State sovereignty does not protect from Inter Partes Review

When your patent is being challenged through Inter Partes Review (IPR), it can be a difficult situation. After years of work on developing your idea, and investing more time and money into getting a patent, receiving notice that someone is challenging your rights as an owner is frustrating.

Developed as part of the America Invents Act, IPR is an attempt to create a more efficient approach to challenging a patent. While there are some drawbacks, the process also prevents abuse of protections.

Here’s what you should know about the role of state sovereignty in Inter Partes Review.

You can’t sue the king

In many areas of law, there is a simple principle that you cannot sue the government. While there are ways to legally challenge actions the government has taken, petitioning the government in a dispute is generally not an option.

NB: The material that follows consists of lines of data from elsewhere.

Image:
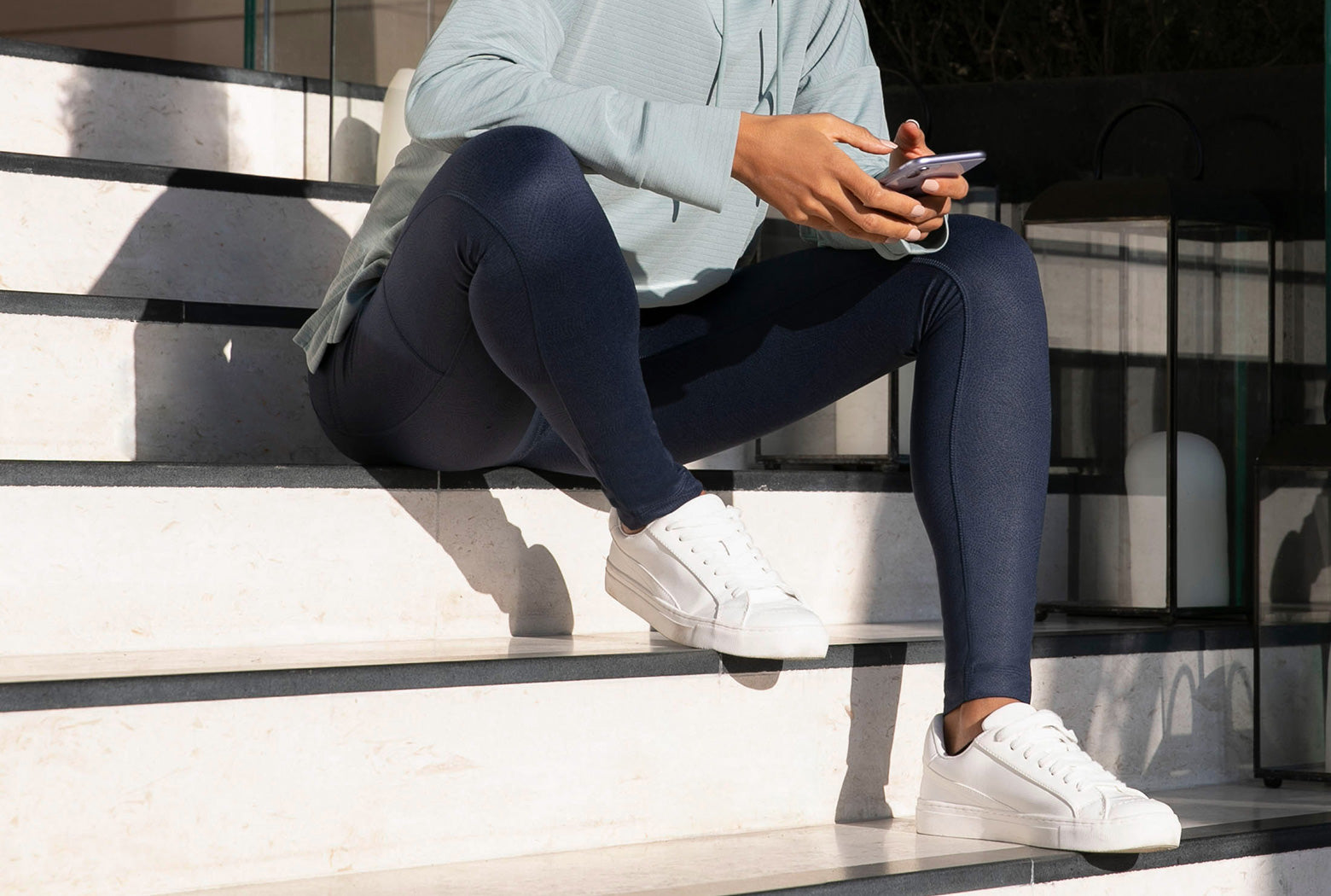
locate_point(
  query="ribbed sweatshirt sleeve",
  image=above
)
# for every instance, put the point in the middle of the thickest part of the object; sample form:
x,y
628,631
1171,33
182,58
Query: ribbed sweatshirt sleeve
x,y
490,66
840,76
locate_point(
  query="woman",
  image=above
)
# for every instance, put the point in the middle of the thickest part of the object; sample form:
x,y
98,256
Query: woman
x,y
561,294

When it comes to a patent, states do not have the same protection from claims against them as in other areas. In a recent case concerning the University of Minnesota, the state had sought protection under sovereign immunity, but the Federal Circuit rejected that request.

Abuse prevention

The case involving the University of Minnesota was about more than being able to “sue the king.” Although not directly at issue in this case, the Court made a point to make another issue clear, “If sovereign immunity barred IPR proceedings against patents obtained by a sovereign, nothing would prevent a state from lending its sovereign immunity to private parties.”

This case makes it clear, not only that state sovereignty is not a way to bypass IPR, but that sovereignty is not a bargaining chip for private parties.